First Issue Presenta #2: Standing on the shoulders of giants

First Issue Presenta #2: Standing on the shoulders of giants

Sul perché "Marvel Legacy" è importante per l’immaginario supereroico e sulle storie che da esso nasceranno.

[Articolo spoiler free]

«Penso facciamo ciò che quelli come noi hanno sempre fatto […] Stiamo sulle spalle di super geni e dèi spaziali, chiudiamo gli occhi e immaginiamo un domani migliore, più brillante e stupefacente. Poi lo portiamo alla vita. Qualcosa di grande e divertente e ridicolo in un modo che colpisce la mente. Qualcosa pieno di speranza e compassione. Qualcosa al tempo stesso reale e profondamente irreale. Qualcosa di folle. Qualcosa di magico. […] E ora chiudo i miei occhi, immagino la via verso casa – Vi vedrò là, quando sarò arrivata.»

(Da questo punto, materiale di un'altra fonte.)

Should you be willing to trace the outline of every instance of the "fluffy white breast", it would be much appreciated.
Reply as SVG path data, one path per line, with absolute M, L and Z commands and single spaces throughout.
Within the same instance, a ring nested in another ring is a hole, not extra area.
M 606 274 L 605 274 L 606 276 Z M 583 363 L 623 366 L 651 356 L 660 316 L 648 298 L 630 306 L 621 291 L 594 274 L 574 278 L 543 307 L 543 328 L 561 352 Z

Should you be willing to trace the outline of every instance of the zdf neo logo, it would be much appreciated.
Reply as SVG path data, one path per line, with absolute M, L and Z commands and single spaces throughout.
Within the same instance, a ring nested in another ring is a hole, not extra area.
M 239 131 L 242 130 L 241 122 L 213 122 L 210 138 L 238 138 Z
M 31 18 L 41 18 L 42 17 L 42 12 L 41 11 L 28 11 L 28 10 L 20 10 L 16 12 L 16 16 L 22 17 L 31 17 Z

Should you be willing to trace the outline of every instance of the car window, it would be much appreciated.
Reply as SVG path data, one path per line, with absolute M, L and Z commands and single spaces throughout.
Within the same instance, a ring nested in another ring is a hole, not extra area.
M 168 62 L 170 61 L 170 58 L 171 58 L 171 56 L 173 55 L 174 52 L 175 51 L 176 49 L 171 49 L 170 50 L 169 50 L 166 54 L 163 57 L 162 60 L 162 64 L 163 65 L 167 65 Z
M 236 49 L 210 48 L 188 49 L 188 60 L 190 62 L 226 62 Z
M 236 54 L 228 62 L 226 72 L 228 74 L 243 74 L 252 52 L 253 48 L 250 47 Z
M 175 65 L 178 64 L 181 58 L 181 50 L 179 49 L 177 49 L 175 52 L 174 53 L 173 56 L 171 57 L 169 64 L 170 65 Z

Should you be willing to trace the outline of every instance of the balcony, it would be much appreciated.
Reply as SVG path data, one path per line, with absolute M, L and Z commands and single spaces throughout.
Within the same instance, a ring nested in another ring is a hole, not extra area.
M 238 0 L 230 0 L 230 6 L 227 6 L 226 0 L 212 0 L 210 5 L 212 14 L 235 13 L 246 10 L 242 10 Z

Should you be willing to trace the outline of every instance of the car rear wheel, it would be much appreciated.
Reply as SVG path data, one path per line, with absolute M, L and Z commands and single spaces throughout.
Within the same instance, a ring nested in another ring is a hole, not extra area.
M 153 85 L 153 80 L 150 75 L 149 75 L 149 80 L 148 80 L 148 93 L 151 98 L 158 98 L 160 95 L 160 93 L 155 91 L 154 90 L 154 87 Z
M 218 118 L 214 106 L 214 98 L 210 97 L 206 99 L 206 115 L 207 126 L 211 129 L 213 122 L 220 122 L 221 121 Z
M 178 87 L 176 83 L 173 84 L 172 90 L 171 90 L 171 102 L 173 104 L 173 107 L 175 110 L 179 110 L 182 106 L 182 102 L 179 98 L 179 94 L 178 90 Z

Con queste parole, affidate alla voce narrante dell’intero racconto, chiude Marvel Legacy: una dichiarazione enfatica e didascalica messa in coda a un albo composto come una successione di micro trailer appoggiati su una lunga sequenza di combattimento.
L’universo Marvel si imbarca in un nuovo viaggio e le varie linee narrative presentano i propri punti forti e la densità di annunci genera alla fine un lungo e rutilante campionario, nel quale ogni appassionato può cercare il dettaglio – in particolare il “ritorno” – di interesse.
È l’introduzione di una nuova collezione di testate, più che di una nuova visione, come ambì a essere lo one shot che introdusse nel maggio 2016 l’iniziativa Rebirth della DC Comics e a questa differenza di obiettivi possiamo collegare anche il ben diverso impatto emotivo dei due racconti. Marvel Legacy alla fine è un catalogo e il suo obiettivo è mostrare e comunicare che eroi e personaggi troveremo nella nuova stagione, laddove Rebirth era l’annuncio di nuovi valori e doveva, letteralmente, commuovere il lettore perché proponeva qualcosa di diverso in cui credere.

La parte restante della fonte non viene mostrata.